Re: [RFC][PATCH 28/45] qemu-kvm: msix: Drop tracking of used vectors

"Michael S. Tsirkin" <mst@xxxxxxxxxx> · Tue, 18 Oct 2011 23:40:06 +0200

On Tue, Oct 18, 2011 at 09:37:14PM +0200, Jan Kiszka wrote:
> On 2011-10-18 20:40, Michael S. Tsirkin wrote:
> > On Tue, Oct 18, 2011 at 08:24:39PM +0200, Jan Kiszka wrote:
> >> On 2011-10-18 19:06, Michael S. Tsirkin wrote:
> >>> On Tue, Oct 18, 2011 at 05:55:54PM +0200, Jan Kiszka wrote:
> >>>> On 2011-10-18 17:22, Jan Kiszka wrote:
> >>>>> What KVM has to do is just mapping an arbitrary MSI message
> >>>>> (theoretically 64+32 bits, in practice it's much of course much less) to
> >>>>
> >>>> ( There are 24 distinguishing bits in an MSI message on x86, but that's
> >>>> only a current interpretation of one specific arch. )
> >>>
> >>> Confused. vector mask is 8 bits. the rest is destination id etc.
> >>
> >> Right, but those additional bits like the destination make different
> >> messages.

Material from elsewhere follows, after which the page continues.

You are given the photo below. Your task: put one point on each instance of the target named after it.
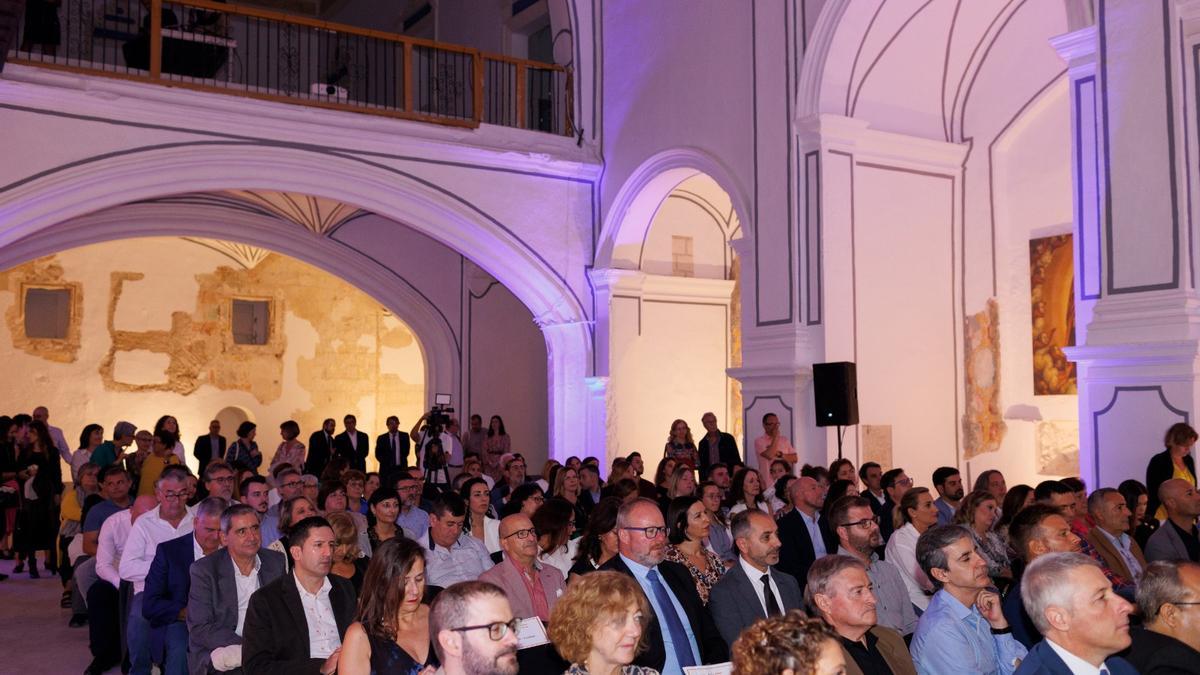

We have to encode those 24 bits into a unique GSI number and
> >> restore them (by table lookup) on APIC injection inside the kernel. If
> >> we only had to encode 256 different vectors, we would be done already.
> > 
> > Right. But in practice guests always use distinct vectors (from the
> > 256 available) for distinct messages. This is because
> > the vector seems to be the only thing that gets communicated by the APIC
> > to the software.
> > 
> > So e.g. a table with 256 entries, with extra 1024-256
> > used for spill-over for guests that do something unexpected,
> > would work really well.
> 
> Already Linux manages vectors on a pre-CPU basis. For efficiency
> reasons, it does not exploit the full range of 256 vectors but actually
> allocates them in - IIRC - steps of 16. So I would not be surprised to
> find lots of vector number "collisions" when looking over a full set of
> CPUs in a system.
> 
> Really, these considerations do not help us. We must store all 96 bits,
> already for the sake of other KVM architectures that want MSI routing.
> > 
> > 
> >>>
> >>>>> a single GSI and vice versa. As there are less GSIs than possible MSI
> >>>>> messages, we could run out of them when creating routes, statically or
> >>>>> lazily.
> >>>>>
> >>>>> What would probably help us long-term out of your concerns regarding
> >>>>> lazy routing is to bypass that redundant GSI translation for dynamic
> >>>>> messages, i.e. those that are not associated with an irqfd number or an
> >>>>> assigned device irq. Something like a KVM_DELIVER_MSI IOCTL that accepts
> >>>>> address and data directly.
> >>>>
> >>>> This would be a trivial extension in fact. Given its beneficial impact
> >>>> on our GSI limitation issue, I think I will hack up something like that.
> >>>>
> >>>> And maybe this makes a transparent cache more reasonable. Then only old
> >>>> host kernels would force us to do searches for already cached messages.
> >>>>
> >>>> Jan
> >>>
> >>> Hmm, I'm not all that sure. Existing design really allows
> >>> caching the route in various smart ways. We currently do
> >>> this for irqfd but this can be extended to ioctls.
> >>> If we just let the guest inject arbitrary messages,
> >>> that becomes much more complex.
> >>
> >> irqfd and kvm device assignment do not allow us to inject arbitrary
> >> messages at arbitrary points. The new API offers kvm_msi_irqfd_set and
> >> kvm_device_msix_set_vector (etc.) for those scenarios to set static
> >> routes from an MSI message to a GSI number (+they configure the related
> >> backends).
> > 
> > Yes, it's a very flexible API but it would be very hard to optimize.
> > GSIs let us do the slow path setup, but they make it easy
> > to optimize target lookup in kernel.
> 
> Users of the API above have no need to know anything about GSIs. They
> are an artifact of the KVM-internal interface between user space and
> kernel now - thanks to the MSIRoutingCache encapsulation.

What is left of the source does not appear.